Manchin’s environmental score as kept by the League of Conservation Voters jumped from a low of 20 percent in 2014 to a high of 86 percent in 2019. “I do think he has come a long way,” said Tiernan Sittenfeld, the green group’s senior vice president of government affairs.
At the same time, fossil fuel groups still see Manchin, who oversaw a coal brokerage before running for public office, as someone who can defend their interests, too.
“I think Sen. Manchin is somebody that our industry can work with,” said Frank Macchiarola, senior vice president for policy at the American Petroleum Institute. “Hailing from a state that’s rich in coal and natural gas resources, he’s someone who recognized those are an important part of the mix as well.”
Some of Manchin’s stances have changed in parallel with the coal industry’s declining fortunes and climate change’s rising toll.

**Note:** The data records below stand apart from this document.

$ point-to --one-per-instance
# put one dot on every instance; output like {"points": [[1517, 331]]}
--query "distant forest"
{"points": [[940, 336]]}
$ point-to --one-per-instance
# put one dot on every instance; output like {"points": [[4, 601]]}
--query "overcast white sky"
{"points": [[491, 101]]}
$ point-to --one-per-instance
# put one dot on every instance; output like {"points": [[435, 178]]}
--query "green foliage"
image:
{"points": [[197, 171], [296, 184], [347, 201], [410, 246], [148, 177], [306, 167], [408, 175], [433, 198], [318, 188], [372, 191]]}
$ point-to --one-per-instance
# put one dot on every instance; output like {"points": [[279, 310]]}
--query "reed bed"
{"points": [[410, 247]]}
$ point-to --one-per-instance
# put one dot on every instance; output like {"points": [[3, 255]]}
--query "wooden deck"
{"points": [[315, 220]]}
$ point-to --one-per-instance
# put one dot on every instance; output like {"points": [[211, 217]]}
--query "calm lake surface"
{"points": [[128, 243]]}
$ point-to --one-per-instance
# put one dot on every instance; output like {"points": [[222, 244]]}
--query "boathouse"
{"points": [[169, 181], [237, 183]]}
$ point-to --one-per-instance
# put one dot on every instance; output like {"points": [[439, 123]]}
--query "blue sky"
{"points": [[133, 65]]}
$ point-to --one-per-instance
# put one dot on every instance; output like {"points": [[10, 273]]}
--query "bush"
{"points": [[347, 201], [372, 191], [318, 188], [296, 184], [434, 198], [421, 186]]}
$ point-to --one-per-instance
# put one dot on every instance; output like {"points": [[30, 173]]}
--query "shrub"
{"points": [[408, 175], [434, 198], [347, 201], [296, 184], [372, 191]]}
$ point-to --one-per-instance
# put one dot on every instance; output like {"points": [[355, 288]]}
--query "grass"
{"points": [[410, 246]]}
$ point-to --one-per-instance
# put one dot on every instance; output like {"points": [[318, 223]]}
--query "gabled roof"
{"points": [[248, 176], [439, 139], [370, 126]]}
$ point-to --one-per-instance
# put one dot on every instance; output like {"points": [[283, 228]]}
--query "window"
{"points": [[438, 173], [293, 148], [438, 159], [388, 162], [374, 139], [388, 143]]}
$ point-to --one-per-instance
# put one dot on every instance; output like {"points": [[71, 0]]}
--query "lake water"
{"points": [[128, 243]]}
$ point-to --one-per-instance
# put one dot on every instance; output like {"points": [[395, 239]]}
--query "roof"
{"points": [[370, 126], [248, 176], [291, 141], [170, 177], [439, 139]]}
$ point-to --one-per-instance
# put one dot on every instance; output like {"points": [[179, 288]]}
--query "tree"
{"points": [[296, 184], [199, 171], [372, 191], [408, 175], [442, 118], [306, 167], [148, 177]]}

The same man who once sued the EPA over restrictions on mountaintop removal mining eventually asked federal officials to study the environmental harm from the practice.
“Folks are always trying to figure out his evolution, did he change because of this or that,” said Collin O’Mara, chief executive of the National Wildlife Federation and a friend of Manchin’s.
But the explanation is not so much a change of heart as a change of circumstances, O’Mara said. In light of the declining demand for coal — a consequence of shifting markets more than government regulation — Manchin sees clean-energy investments as a chance to create new jobs.
“Everything he’s done throughout his career [is] to make sure there’s some level of economic opportunity back home,” O’Mara said. “If you understand that about him, everything else makes sense.”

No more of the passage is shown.